Schauen wir uns die Situation an. Wir haben ein massiv ausgebautes Übergangssystem. Das Problem dieses Übergangssystems besteht darin, dass die meisten Elemente einen unklaren Erfolg haben. Betrachten wir einmal - ich fange mit einem erfreulicheren Beispiel an - das Berufsvorbereitungsjahr. Dabei geht es darum, dass junge Menschen, die die Schule ohne einen Schulabschluss verlassen haben, diesen nacherwerben.
In diesem Bereich verzeichnen wir eine positive Entwicklung. Im Jahr 2008 hat jeder Dritte auf diesem Weg einen Schulabschluss erworben. Im Jahr 2013 waren es schon zwei von drei jungen Menschen, die dort einen Schulabschluss erworben haben. Ich frage mich natürlich dann als Bildungspolitikerin, warum sie den Abschluss eigentlich nicht schon in der Schule erworben haben, warum wir dieses Übergangssystem brauchen. Aber immerhin ist es eine erfolgreiche Entwicklung.
Beim Berufsgrundbildungsjahr sieht es völlig anders aus. Das Berufsgrundbildungsjahr ist eine Maßnahme, in der junge Menschen mit zwei Berufsfeldern konfrontiert werden, sich dort einarbeiten können. Das Ziel ist, dass sie dann in eine berufliche Ausbildung übernommen werden. Dabei
Wir haben die Landesregierung gefragt, was sie über den Erfolg des Berufsgrundbildungsjahres wisse. Die Landesregierung hat geantwortet, dass sie nichts über den Erfolg wisse, dass sie gar nicht sagen könne, wie viele junge Menschen aus dem Berufsgrundbildungsjahr tatsächlich in eine berufliche Ausbildung einmündeten. Hier gibt es ein großes Fragezeichen.
Eine Zahl konnte uns die Landesregierung allerdings nennen. Von den 2 100 jungen Menschen, die in den letzten vier Jahren ein Berufsgrundbildungsjahr absolviert haben, ist genau bei acht jungen Menschen das Berufsgrundbildungsjahr als das erste Jahr der beruflichen Bildung anerkannt worden. Also muss man hinter diesem Übergangssystem ein großes Fragezeichen setzen.
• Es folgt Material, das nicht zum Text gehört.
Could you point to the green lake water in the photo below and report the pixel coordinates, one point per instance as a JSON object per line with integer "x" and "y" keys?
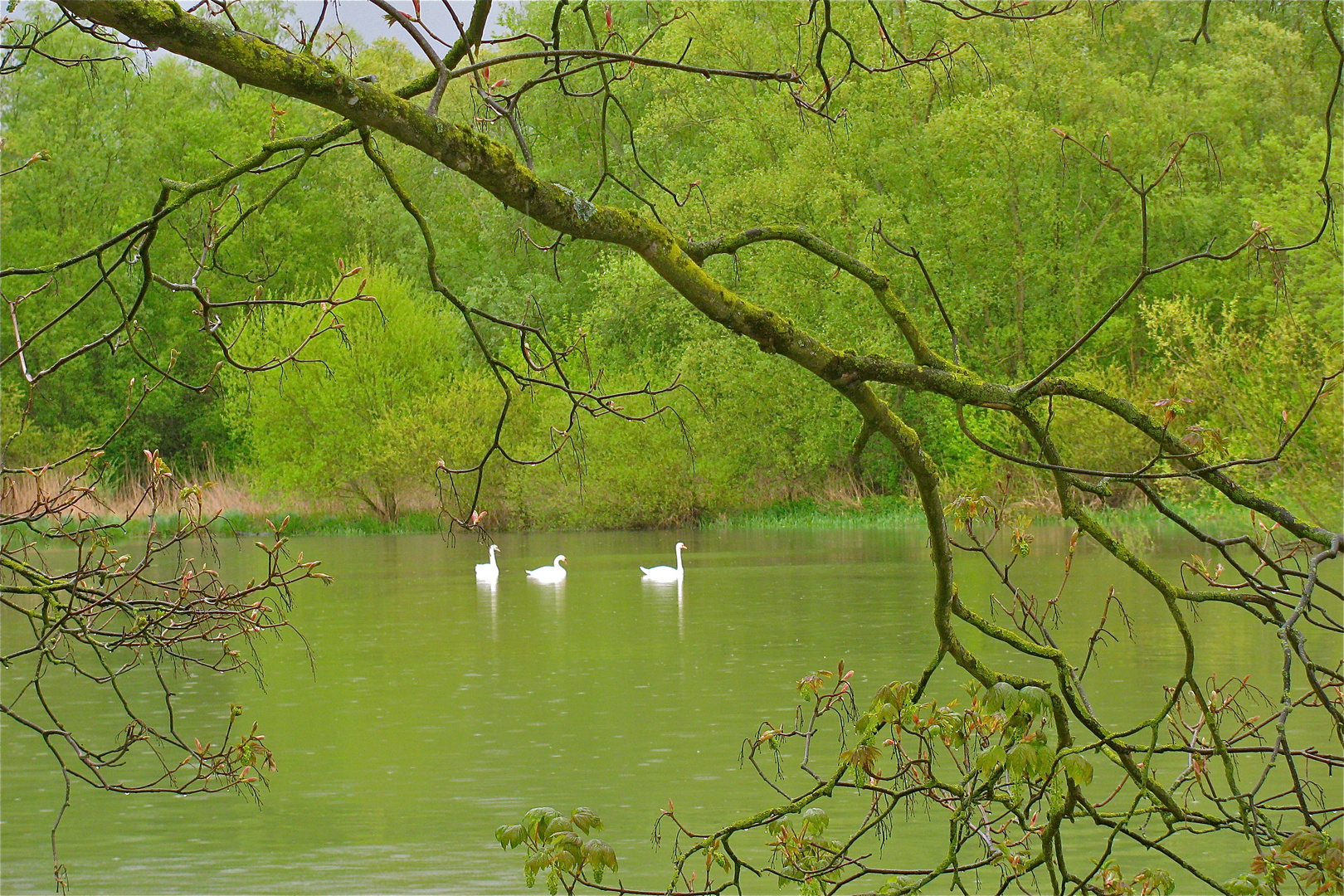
{"x": 425, "y": 709}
Es gibt eine ganze Menge solcher Übergangssysteme. Die ich will Ihnen nicht alle nennen, weil meine Redezeit dann um wäre, bevor ich zu unseren Forderungen komme. Aber eines möchte ich gern noch erwähnen, nämlich das Programm EQ Plus. EQ Plus bietet jungen Menschen die Möglichkeit, sechs bis zwölf Monate bezuschusst ein betriebliches Praktikum zu absolvieren und danach gegebenenfalls in die berufliche Ausbildung übernommen zu werden.
Da sind wir in Sachsen-Anhalt ganz gut aufgestellt. Bei uns werden ungefähr 60 % der jungen Menschen in eine berufliche Ausbildung übernommen. Dieser Wert liegt über dem Bundesdurchschnitt von 50 %. Aber die Gewerkschaft kritisiert EQ Plus nicht ganz zu Unrecht, weil es eigentlich nichts anderes als eine verlängerte Probezeit auf Kosten der Lebenszeit der jungen Menschen ist. Deshalb möchten wir hierbei Veränderungen erzielen.
Die erste Forderung lautet: Lassen Sie uns in dieser Situation, in der wir einerseits einen Fachkräftemangel haben und andererseits viele junge Menschen darauf warten, dass sie eine gerechte Chance bekommen, eine Berufskarriere zu starten, unsere Kräfte bündeln und gemeinsam mit den Kammern, mit den Verbänden und den Gewerkschaften eine Ausbildungsplatzgarantie auf den Weg bringen.
Für uns, BÜNDNIS 90/DIE GRÜNEN, ist eben auch die berufliche Ausbildung ein Recht für alle jungen Menschen, die das anstreben, im Übrigen - wenn ich an den vergangenen Tagesordnungspunkt anschließe - ein Recht für alle jungen Menschen, auch für Flüchtlingskinder und für Jugendliche mit Migrationshintergrund.